Inside a Saudi palace, the scene was the bloody aftermath of an al Qaeda attack in August aimed at killing Prince Mohammed Bin Nayef, head of Saudi Arabia's counter terrorism operations.
To get his bomb into this room, Abdullah Asieri, one of Saudi Arabia's most wanted men, avoided detection by two sets of airport security including metal detectors and palace security. He spent 30 hours in the close company of the prince's own secret service agents - all without anyone suspecting a thing.
How did he do it?
Taking a trick from the narcotics trade - which has long smuggled drugs in body cavities - Asieri had a pound of high explosives, plus a detonator inserted in his rectum.
This was a meticulously planned operation with al Qaeda once again producing something new: this time, the Trojan bomber.
The blast left the prince lightly wounded - a failure as an assassination, but as an exercise in defeating security, it was perfect.
The bomber persuaded the prince he wanted to leave al Qaeda, setting a trap.
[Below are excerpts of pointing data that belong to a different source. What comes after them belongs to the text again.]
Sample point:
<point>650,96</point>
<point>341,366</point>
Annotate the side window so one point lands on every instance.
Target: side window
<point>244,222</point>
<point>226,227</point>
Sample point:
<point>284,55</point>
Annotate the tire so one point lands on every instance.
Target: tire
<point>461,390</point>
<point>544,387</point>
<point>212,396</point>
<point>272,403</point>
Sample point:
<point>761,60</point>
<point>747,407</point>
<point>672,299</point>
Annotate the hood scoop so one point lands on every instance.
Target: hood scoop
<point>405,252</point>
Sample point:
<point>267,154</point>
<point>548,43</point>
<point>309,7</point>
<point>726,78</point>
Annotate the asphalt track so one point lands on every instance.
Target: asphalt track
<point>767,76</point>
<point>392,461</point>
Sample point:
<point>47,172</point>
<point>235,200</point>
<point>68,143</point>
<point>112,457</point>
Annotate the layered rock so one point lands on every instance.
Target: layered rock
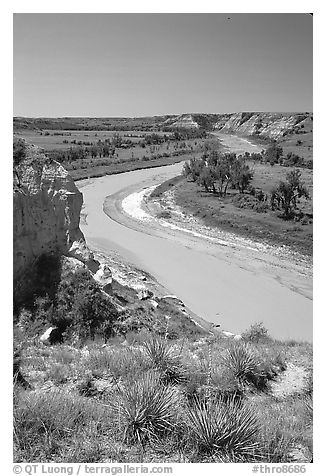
<point>271,125</point>
<point>183,121</point>
<point>46,206</point>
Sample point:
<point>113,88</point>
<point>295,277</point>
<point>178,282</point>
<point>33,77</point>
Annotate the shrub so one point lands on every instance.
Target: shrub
<point>256,333</point>
<point>164,214</point>
<point>224,428</point>
<point>165,360</point>
<point>148,408</point>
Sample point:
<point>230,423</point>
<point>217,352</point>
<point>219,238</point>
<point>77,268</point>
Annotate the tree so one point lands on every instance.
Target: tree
<point>285,195</point>
<point>207,179</point>
<point>273,154</point>
<point>241,175</point>
<point>82,308</point>
<point>192,169</point>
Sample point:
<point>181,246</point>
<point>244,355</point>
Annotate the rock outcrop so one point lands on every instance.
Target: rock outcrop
<point>46,206</point>
<point>269,125</point>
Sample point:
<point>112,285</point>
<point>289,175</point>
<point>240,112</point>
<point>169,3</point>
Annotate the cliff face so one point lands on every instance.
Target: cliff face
<point>46,206</point>
<point>270,125</point>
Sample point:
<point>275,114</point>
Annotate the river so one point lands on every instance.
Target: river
<point>229,285</point>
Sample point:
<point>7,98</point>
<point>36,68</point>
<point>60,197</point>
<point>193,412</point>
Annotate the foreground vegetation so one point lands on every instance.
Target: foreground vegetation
<point>126,381</point>
<point>248,195</point>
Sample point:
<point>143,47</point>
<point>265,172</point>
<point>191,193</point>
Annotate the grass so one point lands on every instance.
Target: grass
<point>125,160</point>
<point>223,213</point>
<point>157,399</point>
<point>148,409</point>
<point>226,429</point>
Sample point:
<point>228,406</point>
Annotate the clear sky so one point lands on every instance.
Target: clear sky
<point>154,64</point>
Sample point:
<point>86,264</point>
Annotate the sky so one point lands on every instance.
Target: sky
<point>107,64</point>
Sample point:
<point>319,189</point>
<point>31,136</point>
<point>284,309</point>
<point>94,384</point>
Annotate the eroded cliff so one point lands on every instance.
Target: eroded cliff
<point>46,207</point>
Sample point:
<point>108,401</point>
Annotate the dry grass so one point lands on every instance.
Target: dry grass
<point>129,403</point>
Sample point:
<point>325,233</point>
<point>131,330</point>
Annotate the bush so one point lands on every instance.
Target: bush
<point>165,360</point>
<point>82,309</point>
<point>242,361</point>
<point>148,409</point>
<point>226,429</point>
<point>256,333</point>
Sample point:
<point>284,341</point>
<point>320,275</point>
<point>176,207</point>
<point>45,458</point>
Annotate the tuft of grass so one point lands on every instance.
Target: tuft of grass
<point>147,408</point>
<point>224,429</point>
<point>165,360</point>
<point>46,424</point>
<point>247,368</point>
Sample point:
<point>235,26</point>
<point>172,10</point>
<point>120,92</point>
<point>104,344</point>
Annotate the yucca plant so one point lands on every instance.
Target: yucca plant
<point>165,360</point>
<point>147,408</point>
<point>224,429</point>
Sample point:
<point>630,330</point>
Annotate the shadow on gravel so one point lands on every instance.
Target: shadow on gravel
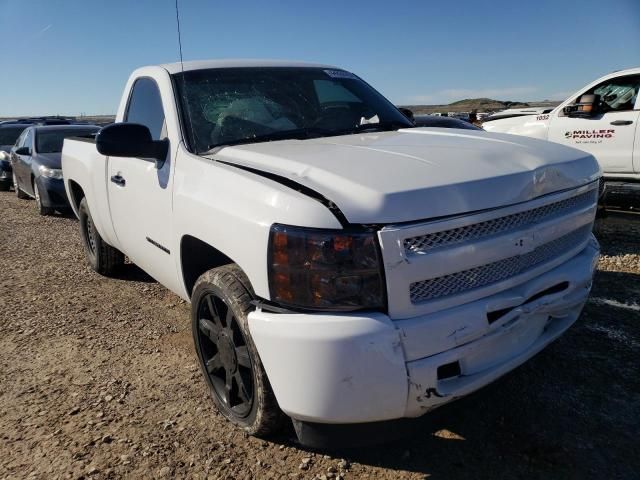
<point>132,273</point>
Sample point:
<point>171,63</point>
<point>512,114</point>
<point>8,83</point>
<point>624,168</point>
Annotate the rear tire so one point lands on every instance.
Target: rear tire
<point>42,210</point>
<point>102,257</point>
<point>19,193</point>
<point>228,358</point>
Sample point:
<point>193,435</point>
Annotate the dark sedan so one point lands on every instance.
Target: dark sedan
<point>37,167</point>
<point>9,133</point>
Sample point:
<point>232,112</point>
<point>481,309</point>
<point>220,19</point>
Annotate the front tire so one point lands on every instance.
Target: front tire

Al Qaeda has an animated movie showing the meeting between the bomber and the prince. Asieri says more senior al Qaeda figures want to surrender and convinces the prince to talk to them on a cell phone.
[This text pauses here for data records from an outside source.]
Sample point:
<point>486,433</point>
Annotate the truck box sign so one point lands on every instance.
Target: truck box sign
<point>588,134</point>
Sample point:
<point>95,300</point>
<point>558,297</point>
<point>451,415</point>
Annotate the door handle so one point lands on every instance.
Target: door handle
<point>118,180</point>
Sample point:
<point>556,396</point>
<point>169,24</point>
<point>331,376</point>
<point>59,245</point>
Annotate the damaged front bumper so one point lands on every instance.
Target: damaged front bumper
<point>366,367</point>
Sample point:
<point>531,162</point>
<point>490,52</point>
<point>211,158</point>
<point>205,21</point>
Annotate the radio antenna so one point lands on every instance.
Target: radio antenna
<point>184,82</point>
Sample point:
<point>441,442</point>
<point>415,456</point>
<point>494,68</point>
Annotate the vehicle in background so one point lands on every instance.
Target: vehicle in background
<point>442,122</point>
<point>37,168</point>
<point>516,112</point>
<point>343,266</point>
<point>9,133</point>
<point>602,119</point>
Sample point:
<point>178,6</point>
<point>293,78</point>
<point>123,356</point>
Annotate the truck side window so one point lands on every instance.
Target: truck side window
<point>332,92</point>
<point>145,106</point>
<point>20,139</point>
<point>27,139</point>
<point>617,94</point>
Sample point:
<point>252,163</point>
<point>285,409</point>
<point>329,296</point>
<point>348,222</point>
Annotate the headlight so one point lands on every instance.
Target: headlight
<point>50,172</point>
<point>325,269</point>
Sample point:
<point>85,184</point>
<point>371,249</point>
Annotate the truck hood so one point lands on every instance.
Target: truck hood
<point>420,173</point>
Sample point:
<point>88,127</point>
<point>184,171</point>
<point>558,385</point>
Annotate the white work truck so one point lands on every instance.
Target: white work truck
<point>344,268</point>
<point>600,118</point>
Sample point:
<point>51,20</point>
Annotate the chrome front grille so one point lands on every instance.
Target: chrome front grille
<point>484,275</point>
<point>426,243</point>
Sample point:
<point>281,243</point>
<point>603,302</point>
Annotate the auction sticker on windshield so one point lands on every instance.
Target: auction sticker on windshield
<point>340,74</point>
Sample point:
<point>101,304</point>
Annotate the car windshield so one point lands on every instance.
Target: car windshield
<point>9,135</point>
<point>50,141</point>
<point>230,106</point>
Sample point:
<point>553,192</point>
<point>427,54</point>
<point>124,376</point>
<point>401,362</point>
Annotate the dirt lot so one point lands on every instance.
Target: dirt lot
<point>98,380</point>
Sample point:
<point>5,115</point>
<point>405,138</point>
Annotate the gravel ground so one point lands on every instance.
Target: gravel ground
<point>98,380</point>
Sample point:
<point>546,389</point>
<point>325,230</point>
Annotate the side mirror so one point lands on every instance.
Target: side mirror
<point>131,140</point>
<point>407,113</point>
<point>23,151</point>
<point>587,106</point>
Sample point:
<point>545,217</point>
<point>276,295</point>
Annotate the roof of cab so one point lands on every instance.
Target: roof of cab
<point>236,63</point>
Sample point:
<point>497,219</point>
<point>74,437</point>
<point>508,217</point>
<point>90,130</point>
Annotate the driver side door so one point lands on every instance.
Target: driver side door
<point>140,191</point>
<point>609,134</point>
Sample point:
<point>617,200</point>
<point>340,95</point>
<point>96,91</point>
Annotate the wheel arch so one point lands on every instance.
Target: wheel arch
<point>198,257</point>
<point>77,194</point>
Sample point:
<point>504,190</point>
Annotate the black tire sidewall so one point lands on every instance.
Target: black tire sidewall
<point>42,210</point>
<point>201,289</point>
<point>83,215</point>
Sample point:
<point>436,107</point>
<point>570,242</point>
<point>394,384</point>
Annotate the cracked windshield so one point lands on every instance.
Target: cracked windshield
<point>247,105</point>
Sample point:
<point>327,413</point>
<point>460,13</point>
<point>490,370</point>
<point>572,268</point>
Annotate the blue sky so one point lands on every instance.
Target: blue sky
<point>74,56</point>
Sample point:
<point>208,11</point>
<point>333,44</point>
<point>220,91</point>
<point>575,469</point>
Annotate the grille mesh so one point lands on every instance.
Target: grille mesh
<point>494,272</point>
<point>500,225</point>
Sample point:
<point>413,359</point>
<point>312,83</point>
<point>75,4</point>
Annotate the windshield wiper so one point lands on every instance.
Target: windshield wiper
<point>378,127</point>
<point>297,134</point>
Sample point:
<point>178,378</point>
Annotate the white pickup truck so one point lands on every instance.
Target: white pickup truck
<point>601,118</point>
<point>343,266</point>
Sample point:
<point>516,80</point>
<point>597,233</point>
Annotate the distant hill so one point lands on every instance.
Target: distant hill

In the conversation recorded by al Qaeda, you hear a beep in the middle of two identical phrases that are repeated by the bomber and his handler.
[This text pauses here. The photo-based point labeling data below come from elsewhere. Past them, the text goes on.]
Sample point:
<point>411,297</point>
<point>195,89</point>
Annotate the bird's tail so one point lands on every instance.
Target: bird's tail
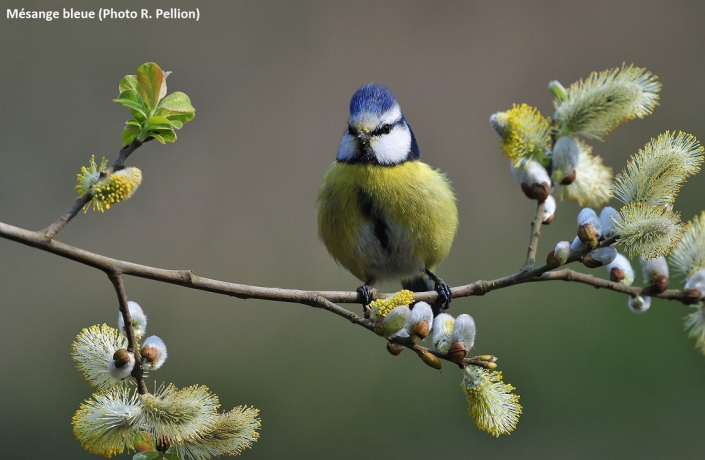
<point>422,283</point>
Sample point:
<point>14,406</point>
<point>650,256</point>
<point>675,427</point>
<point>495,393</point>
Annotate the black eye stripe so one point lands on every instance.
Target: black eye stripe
<point>386,128</point>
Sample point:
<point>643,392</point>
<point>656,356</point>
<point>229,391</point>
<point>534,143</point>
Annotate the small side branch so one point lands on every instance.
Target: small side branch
<point>52,230</point>
<point>534,237</point>
<point>116,279</point>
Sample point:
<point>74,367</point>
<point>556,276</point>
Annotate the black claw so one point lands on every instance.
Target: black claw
<point>445,295</point>
<point>364,296</point>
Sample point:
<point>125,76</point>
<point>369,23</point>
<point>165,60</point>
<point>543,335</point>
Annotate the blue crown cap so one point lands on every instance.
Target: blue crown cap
<point>372,98</point>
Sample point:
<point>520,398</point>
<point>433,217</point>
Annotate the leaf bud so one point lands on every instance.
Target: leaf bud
<point>577,245</point>
<point>121,358</point>
<point>121,365</point>
<point>559,255</point>
<point>639,304</point>
<point>559,92</point>
<point>587,233</point>
<point>549,210</point>
<point>457,353</point>
<point>534,180</point>
<point>153,353</point>
<point>691,296</point>
<point>498,122</point>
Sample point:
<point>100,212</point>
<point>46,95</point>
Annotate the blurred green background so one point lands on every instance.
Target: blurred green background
<point>234,199</point>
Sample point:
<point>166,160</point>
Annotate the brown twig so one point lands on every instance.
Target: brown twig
<point>186,278</point>
<point>116,279</point>
<point>534,237</point>
<point>52,230</point>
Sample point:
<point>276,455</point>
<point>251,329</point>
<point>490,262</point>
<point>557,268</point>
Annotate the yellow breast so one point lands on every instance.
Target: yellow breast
<point>415,202</point>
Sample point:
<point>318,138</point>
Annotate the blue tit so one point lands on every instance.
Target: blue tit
<point>383,213</point>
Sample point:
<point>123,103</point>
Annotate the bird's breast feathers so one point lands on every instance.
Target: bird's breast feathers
<point>386,221</point>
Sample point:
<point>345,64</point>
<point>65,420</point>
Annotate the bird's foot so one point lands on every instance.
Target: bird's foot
<point>445,295</point>
<point>364,296</point>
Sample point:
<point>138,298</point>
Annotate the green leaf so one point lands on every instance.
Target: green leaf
<point>128,82</point>
<point>177,102</point>
<point>133,101</point>
<point>147,455</point>
<point>159,138</point>
<point>152,82</point>
<point>156,123</point>
<point>181,118</point>
<point>163,135</point>
<point>130,133</point>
Explosives experts tell CBS News that beep was likely a text message activating the bomb concealed inside Asieri.
The Trojan bomber hands the phone to Prince Mohammed. He's standing next to him, and 14 seconds later, he detonates.
"This is the nightmare scenario," said Chris Yates, an aviation security consultant.
On a plane at altitude, the effects of such a bomb could be catastrophic. And there is no current security system that could stop it.
"Absolutely nothing other than to require people to strip naked at the airport," said Yates.
And al Qaeda says it will share its new technique via the Internet very soon. There is nothing that can stop that either.